Justice Darville-Gomez, who said she was familiar with both the September 2016 Order and “assessment” from her time as Supreme Court deputy registrar, said the latter has yet to be completed but was intended to identify the City Markets pension fund’s assets “or missing assets”; the plan’s income, expenditure and present financial condition; what sums were owed to the plan; and what was due to each beneficiary.

She described James Thompson’s objections as “difficult to reconcile given what has transpired in the action over the years, in particular since 2016”, finding against his claims that the matter was “permanently stayed” and Mr Martin could not represent the ex-employees.

“The plaintiffs continue to vigorously assert their rights to obtain their severance and pension benefits from the defendants per the assessment Order and therefore the action is not settled,” Justice Darville-Gomez ruled.
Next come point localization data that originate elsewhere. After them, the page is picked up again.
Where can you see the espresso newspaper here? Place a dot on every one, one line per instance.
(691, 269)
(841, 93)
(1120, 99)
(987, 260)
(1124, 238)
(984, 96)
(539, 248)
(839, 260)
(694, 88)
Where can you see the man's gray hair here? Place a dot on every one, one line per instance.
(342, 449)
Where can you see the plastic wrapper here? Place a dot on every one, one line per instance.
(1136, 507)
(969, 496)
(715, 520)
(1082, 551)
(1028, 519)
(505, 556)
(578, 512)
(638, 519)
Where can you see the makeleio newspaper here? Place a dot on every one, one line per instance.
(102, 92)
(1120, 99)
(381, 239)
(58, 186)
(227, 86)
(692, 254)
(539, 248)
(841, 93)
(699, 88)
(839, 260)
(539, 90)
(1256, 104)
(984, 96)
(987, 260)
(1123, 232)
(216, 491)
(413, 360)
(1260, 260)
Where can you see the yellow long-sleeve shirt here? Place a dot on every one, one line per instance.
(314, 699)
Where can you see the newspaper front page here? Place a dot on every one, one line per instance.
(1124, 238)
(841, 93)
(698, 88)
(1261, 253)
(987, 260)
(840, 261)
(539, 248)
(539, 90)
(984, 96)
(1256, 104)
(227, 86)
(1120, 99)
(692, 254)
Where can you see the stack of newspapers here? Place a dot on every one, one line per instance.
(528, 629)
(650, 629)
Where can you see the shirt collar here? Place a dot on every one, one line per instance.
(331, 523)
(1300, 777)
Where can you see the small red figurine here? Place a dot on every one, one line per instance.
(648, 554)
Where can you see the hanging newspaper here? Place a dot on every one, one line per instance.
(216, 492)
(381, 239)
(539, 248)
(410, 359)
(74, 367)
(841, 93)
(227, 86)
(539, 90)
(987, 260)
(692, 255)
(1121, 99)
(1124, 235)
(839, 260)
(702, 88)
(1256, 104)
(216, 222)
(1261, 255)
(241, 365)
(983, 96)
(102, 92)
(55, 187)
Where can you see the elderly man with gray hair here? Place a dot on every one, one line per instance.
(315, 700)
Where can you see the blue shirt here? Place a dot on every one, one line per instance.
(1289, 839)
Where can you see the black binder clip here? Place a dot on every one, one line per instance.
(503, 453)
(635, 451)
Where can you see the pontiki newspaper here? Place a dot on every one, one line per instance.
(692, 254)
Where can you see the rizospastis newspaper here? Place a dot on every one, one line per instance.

“The claimants in the action, some of whom have died since the action has been commenced, have been trying over the years to obtain their entitlement to their pension and severance from the defendants [City Markets]. It would be premature of the court, given all that has transpired, to find in favour of Mr Thompson at this stage without a full hearing of the application to add him as a party.”